Brüssel/Straßburg. Zwei Millionen Syrer haben in der benachbarten Türkei Zuflucht vor dem Bürgerkrieg gefunden – und angesichts der dramatischen Lage könnten es noch viel mehr werden. Die Frage des Umgangs mit syrischen Flüchtlingen wird die Staats- und Regierungschefs der EU bei ihrem außerplanmäßigen Gipfeltreffen mit dem türkischen Staatschef, Recep Tayyip Erdoğan, am kommenden Sonntag beschäftigen. Doch damit der Sondergipfel ein Erfolg wird, braucht es den Willen zu einem Kompromiss. Während die Türkei möglichst große Zugeständnisse der Europäer erhalten will, wird in der EU (wieder einmal) über Geld gestritten. Konkret geht es um jene drei Mrd. Euro, die Ankara für den Zeitraum 2015 und 2016 von der EU-Kommission versprochen wurden – das Geld soll für die Versorgung der Flüchtlinge verwendet werden.
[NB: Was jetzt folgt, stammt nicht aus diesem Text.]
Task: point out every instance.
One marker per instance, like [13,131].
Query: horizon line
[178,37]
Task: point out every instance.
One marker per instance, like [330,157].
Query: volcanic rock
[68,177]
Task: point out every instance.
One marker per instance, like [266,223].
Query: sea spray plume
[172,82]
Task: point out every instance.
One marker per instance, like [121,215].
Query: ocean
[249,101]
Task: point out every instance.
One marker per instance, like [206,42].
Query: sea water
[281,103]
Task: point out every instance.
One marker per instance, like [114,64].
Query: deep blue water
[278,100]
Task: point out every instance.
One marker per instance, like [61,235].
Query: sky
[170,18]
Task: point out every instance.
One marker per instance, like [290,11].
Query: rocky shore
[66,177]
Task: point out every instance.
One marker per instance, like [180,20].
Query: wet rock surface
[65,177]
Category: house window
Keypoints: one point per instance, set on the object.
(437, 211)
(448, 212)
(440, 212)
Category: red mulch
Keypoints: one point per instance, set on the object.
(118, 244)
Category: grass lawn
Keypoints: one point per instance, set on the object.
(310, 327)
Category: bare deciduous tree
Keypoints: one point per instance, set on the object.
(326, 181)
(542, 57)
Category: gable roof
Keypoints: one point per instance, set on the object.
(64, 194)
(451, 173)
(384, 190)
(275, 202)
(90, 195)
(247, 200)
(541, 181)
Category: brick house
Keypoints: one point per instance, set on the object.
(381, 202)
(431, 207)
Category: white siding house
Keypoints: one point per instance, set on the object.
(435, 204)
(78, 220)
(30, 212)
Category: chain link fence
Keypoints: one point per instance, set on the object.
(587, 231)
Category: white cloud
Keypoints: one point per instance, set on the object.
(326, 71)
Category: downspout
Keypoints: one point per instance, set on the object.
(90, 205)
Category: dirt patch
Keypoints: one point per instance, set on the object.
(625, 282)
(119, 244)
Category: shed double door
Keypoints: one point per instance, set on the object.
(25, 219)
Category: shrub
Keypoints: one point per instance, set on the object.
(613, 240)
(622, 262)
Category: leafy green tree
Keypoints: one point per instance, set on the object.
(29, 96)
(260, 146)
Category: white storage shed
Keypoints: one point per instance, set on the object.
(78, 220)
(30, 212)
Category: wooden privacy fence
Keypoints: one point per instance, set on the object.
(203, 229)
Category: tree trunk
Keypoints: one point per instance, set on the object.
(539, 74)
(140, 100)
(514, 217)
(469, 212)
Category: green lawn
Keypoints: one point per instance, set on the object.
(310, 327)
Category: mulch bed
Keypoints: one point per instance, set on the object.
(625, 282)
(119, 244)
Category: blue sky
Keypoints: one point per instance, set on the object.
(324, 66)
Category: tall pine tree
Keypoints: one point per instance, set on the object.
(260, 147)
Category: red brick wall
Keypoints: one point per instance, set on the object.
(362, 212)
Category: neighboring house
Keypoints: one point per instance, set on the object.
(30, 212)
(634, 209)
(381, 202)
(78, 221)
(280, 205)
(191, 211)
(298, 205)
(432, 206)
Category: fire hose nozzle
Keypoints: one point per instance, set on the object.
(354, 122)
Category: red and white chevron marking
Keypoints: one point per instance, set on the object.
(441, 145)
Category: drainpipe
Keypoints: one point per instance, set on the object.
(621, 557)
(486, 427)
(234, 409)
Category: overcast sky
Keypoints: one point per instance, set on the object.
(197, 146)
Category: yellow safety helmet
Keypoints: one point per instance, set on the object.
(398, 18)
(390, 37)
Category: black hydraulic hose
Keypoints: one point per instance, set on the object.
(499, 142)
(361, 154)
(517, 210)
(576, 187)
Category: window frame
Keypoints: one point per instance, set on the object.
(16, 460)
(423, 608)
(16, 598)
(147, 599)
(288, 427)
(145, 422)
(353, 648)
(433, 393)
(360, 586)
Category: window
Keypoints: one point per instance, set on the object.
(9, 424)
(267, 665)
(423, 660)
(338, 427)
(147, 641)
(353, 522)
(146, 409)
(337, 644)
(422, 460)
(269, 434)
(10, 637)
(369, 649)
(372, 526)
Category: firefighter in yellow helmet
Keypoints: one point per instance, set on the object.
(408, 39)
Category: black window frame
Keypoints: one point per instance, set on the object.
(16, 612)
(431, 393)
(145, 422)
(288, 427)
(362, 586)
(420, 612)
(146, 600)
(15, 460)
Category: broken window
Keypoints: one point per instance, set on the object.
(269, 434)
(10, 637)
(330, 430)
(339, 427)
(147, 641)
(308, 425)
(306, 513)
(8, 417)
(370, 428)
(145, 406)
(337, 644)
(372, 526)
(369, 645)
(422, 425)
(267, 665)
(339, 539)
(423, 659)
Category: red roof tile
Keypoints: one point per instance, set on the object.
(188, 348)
Die Brüsseler Behörde macht dabei 500 Mio. Euro locker, den Rest sollen die Mitgliedstaaten beisteuern. Und zwar nach einem Verteilungsschlüssel, der vor zwei Wochen beim Sondergipfel in Malta präsentiert wurde und sich nach der Wirtschaftskraft richtet. Demnach wären Deutschland mit 534 Mio. Euro, gefolgt von Großbritannien (409 Mio.) und Frankreich (386 Mio.) die größten Zahler. Auf Österreich entfielen 57 Mio. Euro. Doch dieser Schlüssel ist umstritten. Am heutigen Donnerstag sollen Diplomaten in Brüssel erneut über die Höhe der nationalen Beiträge verhandeln. Sollten sie nicht auf einen grünen Zweig kommen, müsste die Angelegenheit von den Staats- und Regierungschefs am Sonntag diskutiert werden – was den Besuchern aus Ankara durchaus gelegen käme.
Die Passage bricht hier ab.